Yesterday marked three months since the murder of Maltese journalist Daphne Caruana Galizia.
Gathering outside the Maltese embassy in Malta House, London, members from Index on Censorship stood with seven other free speech and criminal justice organisations to mark the anniversary and call on the Maltese government to ensure justice is served. I spoke with Hannah Machlin, project manager for Index on Censorship’s Mapping Media Freedom platform, Cat Lucas, programme manager for English Pen’s Writers at Risk programme, and Rebecca Vincent, UK bureau director for Reporters Without Borders for this special podcast.
During the vigil, participants left bay leaves — which in Greek mythology are a sign of bravery and strength — outside the embassy in a sign of solidarity with supporters in Malta, while a statement from Caruana Galizia’s family was read out.

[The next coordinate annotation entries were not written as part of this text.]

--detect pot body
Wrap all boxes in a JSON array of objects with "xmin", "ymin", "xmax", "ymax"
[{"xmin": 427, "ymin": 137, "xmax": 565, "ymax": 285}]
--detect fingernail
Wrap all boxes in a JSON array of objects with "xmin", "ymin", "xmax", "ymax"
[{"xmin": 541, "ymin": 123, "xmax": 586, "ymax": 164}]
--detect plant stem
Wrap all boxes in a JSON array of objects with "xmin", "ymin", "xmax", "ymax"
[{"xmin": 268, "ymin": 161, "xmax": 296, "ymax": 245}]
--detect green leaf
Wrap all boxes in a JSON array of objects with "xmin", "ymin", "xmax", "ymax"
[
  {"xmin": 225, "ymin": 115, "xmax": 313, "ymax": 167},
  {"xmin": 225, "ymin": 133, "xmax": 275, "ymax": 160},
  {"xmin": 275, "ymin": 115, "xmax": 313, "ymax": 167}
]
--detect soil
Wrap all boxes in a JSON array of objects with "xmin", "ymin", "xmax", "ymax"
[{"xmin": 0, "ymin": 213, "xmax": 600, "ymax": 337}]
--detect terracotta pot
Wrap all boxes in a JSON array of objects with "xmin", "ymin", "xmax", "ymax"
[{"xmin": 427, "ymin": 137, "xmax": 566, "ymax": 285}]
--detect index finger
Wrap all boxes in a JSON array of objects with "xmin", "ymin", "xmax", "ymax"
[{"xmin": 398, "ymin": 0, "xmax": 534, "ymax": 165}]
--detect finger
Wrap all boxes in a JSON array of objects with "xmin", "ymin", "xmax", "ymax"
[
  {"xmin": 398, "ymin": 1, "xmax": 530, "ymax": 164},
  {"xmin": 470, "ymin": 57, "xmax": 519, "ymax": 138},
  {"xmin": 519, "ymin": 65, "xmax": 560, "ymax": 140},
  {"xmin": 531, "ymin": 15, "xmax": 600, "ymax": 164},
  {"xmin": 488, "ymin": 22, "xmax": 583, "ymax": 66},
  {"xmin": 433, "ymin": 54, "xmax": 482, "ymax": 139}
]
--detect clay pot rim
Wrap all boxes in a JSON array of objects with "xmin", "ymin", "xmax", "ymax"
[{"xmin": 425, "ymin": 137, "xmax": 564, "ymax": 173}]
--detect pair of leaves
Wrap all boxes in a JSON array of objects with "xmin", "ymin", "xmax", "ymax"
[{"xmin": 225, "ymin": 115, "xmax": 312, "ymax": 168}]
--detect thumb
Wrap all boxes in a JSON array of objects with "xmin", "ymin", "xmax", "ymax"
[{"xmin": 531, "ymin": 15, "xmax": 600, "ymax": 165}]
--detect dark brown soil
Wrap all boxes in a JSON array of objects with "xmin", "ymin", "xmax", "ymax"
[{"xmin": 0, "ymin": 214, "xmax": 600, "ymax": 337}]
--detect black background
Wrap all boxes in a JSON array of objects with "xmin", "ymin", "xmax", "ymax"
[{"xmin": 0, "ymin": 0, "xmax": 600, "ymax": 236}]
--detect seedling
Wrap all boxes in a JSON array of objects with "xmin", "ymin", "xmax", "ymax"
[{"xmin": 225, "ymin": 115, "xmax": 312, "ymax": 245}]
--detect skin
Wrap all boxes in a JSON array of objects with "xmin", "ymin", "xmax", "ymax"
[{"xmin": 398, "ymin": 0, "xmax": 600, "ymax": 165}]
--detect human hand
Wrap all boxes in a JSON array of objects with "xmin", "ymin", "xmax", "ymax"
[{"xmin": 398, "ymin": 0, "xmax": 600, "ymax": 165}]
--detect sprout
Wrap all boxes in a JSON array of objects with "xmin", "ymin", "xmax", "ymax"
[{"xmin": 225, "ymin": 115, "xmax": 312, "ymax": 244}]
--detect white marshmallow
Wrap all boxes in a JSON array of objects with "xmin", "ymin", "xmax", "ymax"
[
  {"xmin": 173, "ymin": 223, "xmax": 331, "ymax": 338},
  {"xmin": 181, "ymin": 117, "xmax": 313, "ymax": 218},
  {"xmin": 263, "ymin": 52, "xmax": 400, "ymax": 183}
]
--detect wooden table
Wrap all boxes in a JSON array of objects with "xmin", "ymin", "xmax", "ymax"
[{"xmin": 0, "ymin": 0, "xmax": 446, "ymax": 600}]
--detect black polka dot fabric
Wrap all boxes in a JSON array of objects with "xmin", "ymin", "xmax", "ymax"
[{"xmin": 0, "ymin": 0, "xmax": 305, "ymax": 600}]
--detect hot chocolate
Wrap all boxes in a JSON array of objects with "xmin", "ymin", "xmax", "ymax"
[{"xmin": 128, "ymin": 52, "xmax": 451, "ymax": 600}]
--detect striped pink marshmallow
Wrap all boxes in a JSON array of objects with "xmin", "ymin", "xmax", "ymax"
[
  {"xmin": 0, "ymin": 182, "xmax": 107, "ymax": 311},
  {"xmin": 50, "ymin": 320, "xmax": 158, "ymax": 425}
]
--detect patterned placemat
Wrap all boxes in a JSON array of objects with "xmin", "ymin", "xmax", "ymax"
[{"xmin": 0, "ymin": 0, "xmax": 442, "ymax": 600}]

Caruana Galizia was killed on 16 October 2017 when a bomb placed under her car exploded as she was leaving her home in Bidnija, Malta. Sixteen days prior to the fatal attack, Caruana Galizia filed a police report saying she was being threatened.
Through her investigative journalism career, Caruana Galizia exposed corrupt politicians and other officials, uncovering a number of corruption scandals in the Panama Papers. Caruana Galizia also investigated links between Maltese Prime Minister Joseph Muscat to secret offshore bank accounts, to allegedly hide payments from Azerbaijan’s ruling family. Her work on government corruption also led to early elections in Malta in June 2017.

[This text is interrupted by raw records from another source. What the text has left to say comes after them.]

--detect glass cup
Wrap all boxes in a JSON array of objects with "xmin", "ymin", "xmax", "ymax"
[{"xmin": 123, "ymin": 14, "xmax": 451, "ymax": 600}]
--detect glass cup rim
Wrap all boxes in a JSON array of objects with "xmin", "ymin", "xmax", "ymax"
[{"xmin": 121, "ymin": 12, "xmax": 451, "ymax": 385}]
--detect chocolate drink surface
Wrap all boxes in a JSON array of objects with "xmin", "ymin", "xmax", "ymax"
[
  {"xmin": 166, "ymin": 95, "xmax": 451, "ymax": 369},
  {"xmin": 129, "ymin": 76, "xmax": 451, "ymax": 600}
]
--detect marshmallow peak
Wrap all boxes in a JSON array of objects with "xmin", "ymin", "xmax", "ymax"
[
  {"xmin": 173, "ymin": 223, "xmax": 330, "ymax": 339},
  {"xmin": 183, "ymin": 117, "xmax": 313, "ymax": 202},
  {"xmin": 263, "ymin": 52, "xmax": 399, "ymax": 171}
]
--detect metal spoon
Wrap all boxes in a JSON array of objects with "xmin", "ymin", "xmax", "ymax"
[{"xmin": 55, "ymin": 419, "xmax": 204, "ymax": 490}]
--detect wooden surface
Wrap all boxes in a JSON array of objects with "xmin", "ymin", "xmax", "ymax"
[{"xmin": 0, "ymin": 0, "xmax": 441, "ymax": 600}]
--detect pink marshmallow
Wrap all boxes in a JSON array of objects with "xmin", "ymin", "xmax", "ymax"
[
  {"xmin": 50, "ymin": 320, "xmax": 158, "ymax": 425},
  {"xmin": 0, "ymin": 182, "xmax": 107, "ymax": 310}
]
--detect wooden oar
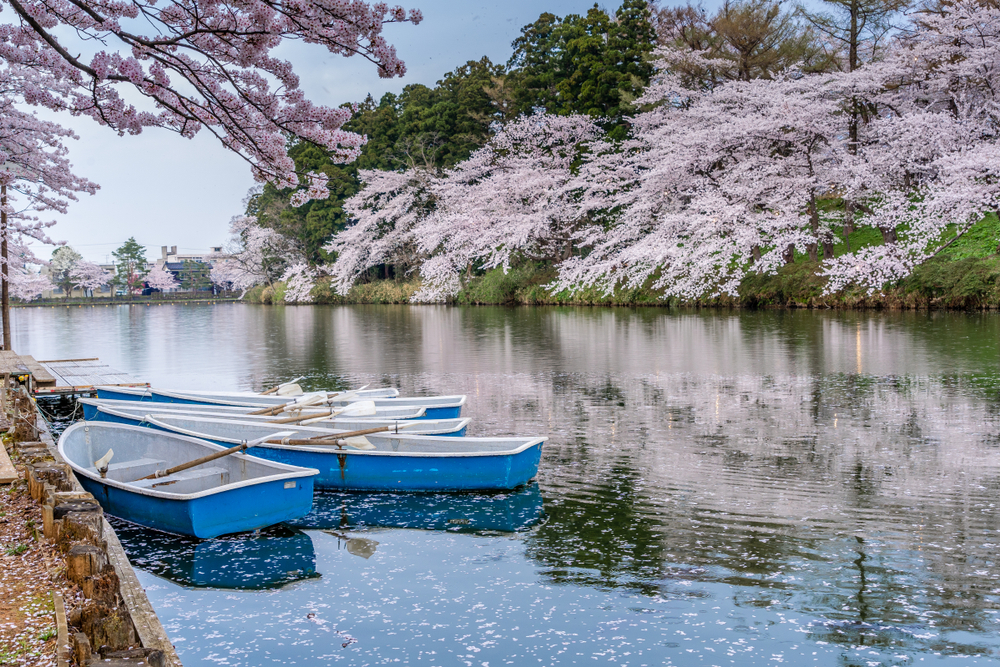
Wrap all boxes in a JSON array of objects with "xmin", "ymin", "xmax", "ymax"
[
  {"xmin": 267, "ymin": 401, "xmax": 376, "ymax": 426},
  {"xmin": 260, "ymin": 376, "xmax": 305, "ymax": 396},
  {"xmin": 267, "ymin": 410, "xmax": 334, "ymax": 424},
  {"xmin": 135, "ymin": 431, "xmax": 293, "ymax": 482},
  {"xmin": 267, "ymin": 426, "xmax": 392, "ymax": 445},
  {"xmin": 247, "ymin": 394, "xmax": 323, "ymax": 415}
]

At the time of her death, Caruana Galizia was subject to several libel suits and counts of harassment. Her assets were frozen in February 2017 following a request filed by Economic Minister Chris Cardona and his EU presidency policy officer Joseph Gerada.

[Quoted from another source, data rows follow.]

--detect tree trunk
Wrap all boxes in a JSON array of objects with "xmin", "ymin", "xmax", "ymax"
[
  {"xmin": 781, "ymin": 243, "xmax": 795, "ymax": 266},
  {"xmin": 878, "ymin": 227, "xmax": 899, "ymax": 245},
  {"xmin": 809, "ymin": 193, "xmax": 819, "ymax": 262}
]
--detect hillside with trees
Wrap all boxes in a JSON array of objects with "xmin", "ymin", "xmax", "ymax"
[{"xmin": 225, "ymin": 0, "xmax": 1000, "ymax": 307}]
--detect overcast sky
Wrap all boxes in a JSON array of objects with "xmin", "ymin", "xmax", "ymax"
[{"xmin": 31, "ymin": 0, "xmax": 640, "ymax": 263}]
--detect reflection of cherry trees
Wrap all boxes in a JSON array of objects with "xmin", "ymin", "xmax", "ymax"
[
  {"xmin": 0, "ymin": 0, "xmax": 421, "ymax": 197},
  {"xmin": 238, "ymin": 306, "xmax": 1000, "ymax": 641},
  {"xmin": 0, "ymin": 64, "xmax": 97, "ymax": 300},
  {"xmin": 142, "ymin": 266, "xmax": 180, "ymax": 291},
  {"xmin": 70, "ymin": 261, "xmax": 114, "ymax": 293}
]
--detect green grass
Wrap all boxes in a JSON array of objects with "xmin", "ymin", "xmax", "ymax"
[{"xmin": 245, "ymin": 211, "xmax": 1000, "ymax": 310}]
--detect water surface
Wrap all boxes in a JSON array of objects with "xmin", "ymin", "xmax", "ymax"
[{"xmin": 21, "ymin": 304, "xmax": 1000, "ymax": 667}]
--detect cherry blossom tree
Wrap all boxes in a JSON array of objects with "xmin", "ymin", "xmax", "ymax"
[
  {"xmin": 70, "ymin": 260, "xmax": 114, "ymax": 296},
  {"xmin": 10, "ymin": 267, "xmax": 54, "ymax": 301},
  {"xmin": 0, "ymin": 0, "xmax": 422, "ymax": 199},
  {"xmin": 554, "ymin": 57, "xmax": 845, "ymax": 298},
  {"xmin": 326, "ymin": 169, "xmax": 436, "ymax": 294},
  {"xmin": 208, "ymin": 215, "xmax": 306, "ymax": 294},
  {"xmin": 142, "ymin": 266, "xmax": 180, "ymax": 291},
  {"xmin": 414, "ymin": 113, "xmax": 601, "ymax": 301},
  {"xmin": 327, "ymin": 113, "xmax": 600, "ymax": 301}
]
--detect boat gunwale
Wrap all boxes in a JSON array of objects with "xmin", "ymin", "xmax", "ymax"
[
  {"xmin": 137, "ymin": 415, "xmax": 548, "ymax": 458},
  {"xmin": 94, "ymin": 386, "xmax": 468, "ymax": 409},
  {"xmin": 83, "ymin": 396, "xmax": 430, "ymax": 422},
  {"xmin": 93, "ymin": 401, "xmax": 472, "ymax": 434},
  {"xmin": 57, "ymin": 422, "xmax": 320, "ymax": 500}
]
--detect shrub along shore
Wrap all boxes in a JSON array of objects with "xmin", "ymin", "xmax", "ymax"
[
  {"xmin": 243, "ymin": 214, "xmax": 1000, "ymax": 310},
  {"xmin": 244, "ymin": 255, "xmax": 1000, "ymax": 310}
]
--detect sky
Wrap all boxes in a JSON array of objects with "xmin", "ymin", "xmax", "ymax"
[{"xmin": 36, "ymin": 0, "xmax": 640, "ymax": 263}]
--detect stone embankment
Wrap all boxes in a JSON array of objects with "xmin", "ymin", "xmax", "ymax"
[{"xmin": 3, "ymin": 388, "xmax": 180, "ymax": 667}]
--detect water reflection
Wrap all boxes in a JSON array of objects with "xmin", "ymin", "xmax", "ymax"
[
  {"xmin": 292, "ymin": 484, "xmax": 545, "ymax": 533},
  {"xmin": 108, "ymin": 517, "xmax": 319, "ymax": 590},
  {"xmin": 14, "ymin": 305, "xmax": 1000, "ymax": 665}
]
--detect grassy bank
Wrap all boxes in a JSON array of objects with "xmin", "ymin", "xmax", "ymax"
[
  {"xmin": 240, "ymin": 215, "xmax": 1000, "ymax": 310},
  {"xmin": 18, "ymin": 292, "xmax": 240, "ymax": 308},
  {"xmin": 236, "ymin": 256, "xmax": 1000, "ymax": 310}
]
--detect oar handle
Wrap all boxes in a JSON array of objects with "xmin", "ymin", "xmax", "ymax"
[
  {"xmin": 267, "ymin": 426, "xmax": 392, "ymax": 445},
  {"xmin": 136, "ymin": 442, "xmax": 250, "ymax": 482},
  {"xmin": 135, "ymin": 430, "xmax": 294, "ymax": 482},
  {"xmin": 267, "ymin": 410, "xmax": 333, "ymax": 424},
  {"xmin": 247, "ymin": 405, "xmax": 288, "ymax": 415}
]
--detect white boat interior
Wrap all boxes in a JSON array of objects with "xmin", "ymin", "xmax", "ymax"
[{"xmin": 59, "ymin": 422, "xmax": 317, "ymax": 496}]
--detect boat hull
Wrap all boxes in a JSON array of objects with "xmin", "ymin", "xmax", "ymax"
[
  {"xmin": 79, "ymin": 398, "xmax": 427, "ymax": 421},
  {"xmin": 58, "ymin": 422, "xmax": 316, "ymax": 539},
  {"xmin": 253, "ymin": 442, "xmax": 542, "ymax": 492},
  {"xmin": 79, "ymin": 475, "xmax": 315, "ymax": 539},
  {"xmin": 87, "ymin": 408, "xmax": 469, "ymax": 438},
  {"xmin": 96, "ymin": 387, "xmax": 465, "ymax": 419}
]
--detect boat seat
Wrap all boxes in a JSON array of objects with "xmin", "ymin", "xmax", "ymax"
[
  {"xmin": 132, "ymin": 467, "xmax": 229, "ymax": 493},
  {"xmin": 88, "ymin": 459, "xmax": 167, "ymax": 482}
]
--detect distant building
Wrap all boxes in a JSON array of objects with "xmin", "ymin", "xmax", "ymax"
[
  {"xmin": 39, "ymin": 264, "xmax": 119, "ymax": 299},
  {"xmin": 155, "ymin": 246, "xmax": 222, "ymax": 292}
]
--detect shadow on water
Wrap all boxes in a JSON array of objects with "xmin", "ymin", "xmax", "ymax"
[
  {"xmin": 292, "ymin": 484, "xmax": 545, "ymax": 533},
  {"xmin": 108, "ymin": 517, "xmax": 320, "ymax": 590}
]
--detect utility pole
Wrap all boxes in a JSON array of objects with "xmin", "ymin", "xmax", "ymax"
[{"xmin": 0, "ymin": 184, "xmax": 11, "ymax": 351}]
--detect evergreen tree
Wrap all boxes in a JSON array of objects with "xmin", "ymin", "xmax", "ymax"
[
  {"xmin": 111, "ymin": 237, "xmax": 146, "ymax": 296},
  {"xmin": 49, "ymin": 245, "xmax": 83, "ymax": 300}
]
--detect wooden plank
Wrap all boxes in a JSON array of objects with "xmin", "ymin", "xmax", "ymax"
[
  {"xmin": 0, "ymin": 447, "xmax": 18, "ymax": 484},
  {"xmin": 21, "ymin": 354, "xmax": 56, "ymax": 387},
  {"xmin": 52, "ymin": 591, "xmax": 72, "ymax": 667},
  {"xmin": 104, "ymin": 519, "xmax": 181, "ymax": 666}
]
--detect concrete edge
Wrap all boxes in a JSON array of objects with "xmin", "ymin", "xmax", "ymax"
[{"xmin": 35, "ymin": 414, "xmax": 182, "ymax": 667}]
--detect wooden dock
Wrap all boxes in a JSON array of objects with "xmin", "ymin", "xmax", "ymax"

Her murder was condemned by many from the international community, with a previous vigil held on the International Day to End Impunity for Crimes Against Journalists, where nearly 60 free expression advocates gathered, calling for justice and an open and transparent investigation into her death.
Malta is currently ranked 47th out of 180 countries in Reporters Without Borders’ 2017 World Press Freedom Index, and 47th out of 176 countries in Transparency International’s Corruption Perception Index 2016.
Seven reports of violations of press freedom were verified in Malta in 2017, according to Index on Censorship’s Mapping Media Freedom project. Five of those are linked to Caruana Galizia and her family.